[NetBehaviour] Key Tweeter
olga.panades at gmail.com
Fri Jul 10 15:21:19 CEST 2009
I just read about Key Tweeter in Networked_performance.. (some info
below) It's funny because lately I started to think the debate around
privacy is becoming something absolutely irrelevant.. Or at least,
outdated.. Our privacy standards have been completely shattered by web
2.0 dynamics.. I'm of those that hasn't got a Facebook account because
of some sort of naif ideal of resistance.. it's got such a potential
for control.. Now I just feel like trashing all that discourse and
looking for new strategies..
This reminds me of a piece I wrote for Resonance FM..
"In an era of feverish communication, where staying in touch means to
be traceable, where the device of communication itself is a tracking
device and the networks over which the signal travels are under
corporate surveillance, I find merely oppositional resistance an
inefficient solution. To not be tracked I shall not give signal.

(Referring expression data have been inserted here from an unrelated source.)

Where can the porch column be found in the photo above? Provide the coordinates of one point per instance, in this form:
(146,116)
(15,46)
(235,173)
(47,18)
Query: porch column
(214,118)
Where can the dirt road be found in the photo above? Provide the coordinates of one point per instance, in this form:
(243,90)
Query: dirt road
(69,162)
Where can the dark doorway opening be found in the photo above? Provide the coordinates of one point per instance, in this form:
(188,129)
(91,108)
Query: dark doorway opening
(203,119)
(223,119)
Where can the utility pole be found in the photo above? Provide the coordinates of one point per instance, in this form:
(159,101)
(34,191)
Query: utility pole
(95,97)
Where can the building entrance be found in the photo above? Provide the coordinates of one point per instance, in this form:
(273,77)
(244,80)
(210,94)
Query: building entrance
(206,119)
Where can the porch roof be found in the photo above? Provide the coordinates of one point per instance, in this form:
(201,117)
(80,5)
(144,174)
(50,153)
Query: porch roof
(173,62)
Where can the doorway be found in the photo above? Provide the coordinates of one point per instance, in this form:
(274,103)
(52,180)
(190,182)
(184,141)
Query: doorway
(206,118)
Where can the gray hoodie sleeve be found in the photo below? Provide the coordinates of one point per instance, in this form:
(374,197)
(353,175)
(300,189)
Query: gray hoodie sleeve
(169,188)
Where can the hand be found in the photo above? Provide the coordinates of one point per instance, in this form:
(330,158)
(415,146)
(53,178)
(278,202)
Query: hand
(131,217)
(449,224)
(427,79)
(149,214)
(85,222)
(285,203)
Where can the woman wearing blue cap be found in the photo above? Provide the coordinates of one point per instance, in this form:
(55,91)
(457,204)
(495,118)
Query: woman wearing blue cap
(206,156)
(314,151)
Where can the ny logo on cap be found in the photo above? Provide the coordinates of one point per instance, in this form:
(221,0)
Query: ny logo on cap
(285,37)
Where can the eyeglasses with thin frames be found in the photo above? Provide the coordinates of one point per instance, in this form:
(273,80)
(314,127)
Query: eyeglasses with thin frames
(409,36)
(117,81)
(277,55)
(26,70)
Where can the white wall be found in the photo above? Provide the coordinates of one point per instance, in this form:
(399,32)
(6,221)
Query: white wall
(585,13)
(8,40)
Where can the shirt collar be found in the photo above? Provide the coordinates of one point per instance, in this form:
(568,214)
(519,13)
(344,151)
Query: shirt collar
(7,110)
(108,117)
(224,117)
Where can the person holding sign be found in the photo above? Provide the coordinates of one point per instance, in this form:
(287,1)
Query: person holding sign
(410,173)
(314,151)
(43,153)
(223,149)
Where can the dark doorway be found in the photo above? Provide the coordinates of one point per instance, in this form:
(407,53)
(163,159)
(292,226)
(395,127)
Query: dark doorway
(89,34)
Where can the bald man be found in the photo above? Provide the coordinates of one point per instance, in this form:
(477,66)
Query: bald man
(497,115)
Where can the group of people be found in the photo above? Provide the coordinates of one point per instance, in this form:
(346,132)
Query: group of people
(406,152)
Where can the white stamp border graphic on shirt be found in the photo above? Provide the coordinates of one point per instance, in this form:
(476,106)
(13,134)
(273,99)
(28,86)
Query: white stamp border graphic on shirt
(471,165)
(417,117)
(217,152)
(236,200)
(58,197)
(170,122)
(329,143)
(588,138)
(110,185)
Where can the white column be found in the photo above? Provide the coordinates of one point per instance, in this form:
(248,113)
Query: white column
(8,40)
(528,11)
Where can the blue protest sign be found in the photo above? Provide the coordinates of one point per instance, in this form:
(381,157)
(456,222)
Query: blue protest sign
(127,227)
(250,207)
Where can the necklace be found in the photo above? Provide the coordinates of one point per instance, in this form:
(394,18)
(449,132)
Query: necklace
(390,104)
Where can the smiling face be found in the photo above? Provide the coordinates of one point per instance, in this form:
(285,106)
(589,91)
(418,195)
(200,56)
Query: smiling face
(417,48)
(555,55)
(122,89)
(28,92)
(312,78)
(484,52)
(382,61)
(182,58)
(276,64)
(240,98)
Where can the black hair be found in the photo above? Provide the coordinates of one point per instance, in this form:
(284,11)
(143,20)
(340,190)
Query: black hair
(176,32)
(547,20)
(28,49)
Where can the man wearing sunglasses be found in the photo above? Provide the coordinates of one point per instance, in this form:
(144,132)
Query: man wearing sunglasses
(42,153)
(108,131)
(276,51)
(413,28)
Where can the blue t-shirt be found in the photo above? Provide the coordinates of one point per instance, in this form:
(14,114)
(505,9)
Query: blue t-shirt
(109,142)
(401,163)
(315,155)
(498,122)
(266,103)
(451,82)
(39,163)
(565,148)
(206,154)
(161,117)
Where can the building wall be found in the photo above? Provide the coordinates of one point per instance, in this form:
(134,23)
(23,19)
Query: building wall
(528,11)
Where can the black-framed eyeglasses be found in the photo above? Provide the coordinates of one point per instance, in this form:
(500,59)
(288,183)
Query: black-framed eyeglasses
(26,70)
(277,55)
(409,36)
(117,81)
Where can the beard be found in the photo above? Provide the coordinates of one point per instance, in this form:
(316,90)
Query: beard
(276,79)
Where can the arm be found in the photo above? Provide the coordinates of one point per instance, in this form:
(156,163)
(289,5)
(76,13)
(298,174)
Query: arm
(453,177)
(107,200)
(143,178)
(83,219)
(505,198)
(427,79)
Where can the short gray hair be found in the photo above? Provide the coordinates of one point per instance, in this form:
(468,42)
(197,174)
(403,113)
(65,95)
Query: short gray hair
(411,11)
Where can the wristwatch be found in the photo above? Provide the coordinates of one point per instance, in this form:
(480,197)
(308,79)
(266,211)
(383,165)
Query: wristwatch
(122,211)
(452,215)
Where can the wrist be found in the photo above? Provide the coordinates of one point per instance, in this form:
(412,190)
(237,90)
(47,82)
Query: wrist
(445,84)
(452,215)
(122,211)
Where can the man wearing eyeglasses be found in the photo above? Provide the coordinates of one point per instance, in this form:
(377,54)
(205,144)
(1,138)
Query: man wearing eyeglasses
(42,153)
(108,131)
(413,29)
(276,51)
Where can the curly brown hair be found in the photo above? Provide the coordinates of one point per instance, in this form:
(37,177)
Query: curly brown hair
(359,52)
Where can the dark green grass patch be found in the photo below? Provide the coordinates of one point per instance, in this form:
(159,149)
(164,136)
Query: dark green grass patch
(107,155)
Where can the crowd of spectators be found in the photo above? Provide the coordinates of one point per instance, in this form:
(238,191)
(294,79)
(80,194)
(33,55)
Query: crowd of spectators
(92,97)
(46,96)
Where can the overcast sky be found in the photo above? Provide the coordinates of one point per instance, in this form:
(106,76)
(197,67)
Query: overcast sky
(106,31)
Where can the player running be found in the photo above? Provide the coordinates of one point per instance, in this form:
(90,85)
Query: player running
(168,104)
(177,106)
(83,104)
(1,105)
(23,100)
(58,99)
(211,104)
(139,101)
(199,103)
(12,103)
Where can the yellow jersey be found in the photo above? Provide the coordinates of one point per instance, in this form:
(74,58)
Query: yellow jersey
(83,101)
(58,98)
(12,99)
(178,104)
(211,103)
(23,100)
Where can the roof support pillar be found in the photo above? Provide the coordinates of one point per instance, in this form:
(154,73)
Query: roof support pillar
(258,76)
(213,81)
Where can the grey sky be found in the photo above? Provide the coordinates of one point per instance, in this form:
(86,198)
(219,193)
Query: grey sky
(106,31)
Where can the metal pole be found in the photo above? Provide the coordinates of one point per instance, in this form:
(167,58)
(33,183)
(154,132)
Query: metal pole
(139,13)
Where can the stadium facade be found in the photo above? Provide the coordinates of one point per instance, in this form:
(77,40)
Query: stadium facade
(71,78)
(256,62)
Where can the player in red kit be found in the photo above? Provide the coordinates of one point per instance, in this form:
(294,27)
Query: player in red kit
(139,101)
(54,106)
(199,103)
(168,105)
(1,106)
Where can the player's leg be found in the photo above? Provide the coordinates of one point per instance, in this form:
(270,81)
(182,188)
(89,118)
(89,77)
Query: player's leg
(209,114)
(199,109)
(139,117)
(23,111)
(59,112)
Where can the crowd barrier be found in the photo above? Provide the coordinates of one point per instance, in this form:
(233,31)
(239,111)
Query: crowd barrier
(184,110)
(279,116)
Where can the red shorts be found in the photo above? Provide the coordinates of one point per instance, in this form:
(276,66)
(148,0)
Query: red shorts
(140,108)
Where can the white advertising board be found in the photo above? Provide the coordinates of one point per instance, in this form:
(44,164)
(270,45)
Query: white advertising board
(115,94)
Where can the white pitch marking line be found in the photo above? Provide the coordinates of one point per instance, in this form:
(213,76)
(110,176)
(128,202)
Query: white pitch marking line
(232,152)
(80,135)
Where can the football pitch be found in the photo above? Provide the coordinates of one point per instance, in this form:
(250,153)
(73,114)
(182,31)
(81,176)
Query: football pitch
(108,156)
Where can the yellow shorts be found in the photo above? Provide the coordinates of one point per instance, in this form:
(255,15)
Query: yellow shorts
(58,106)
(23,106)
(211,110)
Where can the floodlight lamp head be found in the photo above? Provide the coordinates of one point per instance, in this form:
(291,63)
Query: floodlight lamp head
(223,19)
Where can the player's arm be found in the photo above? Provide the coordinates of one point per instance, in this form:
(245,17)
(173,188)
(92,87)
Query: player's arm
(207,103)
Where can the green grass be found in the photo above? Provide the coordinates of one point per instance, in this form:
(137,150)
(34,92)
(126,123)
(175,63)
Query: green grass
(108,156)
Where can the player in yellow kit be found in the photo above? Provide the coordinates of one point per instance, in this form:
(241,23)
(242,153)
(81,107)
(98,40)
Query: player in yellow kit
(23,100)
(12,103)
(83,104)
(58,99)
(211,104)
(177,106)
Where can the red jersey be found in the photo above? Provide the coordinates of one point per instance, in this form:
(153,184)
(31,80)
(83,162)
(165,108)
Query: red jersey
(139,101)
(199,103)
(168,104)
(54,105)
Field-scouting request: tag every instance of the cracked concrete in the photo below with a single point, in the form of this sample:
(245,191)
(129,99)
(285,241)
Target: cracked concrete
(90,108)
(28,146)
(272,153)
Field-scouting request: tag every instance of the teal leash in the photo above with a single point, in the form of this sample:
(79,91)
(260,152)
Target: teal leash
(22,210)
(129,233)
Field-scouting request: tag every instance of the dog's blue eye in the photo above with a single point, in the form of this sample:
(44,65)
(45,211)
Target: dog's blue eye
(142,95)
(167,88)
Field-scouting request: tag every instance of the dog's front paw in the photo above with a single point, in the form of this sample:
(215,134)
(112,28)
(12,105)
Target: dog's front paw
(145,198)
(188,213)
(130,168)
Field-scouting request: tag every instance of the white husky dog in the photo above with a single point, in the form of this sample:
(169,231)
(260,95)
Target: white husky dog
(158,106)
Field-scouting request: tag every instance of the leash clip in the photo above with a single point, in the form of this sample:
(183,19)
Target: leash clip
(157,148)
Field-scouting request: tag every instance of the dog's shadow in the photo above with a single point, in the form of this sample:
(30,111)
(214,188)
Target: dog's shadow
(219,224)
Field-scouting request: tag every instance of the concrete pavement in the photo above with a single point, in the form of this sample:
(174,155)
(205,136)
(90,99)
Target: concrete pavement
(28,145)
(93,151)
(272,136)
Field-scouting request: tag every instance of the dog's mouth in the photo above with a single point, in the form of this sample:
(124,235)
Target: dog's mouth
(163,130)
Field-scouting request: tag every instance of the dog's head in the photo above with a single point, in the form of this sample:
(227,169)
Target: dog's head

I am for resistance but I am not against this jungle. I am for
discovering its layers and the possibilities for recombination. I am
not an external. You might find that an integrated position. I will
give signal, and work under surveillance; but always in search for
back alleys, and grey zones, for failures in the system. Are
possibilities shrinking irreversibly or as they close up other
dimensions open elsewhere?"
(if u want to read more: http://virtualfirefly.wordpress.com/virtual-fireflies/)
"KeyTweeter is a performance of data nudism based on a Twitter account
interfaced with a keylogger. Keyloggers are applications generally
used by identity thieves to record everything that is typed on a
keyboard in order to gather sensitive information and passwords. In
this case the software is tweaked to broadcast everything except the
passwords. Kyle McDonald’s Twitter profile is a wild stream of
consciousness that reflects the frenetic multitasking activity of the
author: you can spot fragments of code belonging to projects he’s
currently working on (exposing himself to plagiarism?), personal
communications (publishing information about friends that are not
meant to be known?) and even errors and corrections, paradoxically
putting the twitter-voyeur in a position of broader awareness than the
recipient of the email or instant message. Possibly imagining a world
of absolute transparency, the artist makes the source code available
with instructions on how to set up your own KeyTweeter."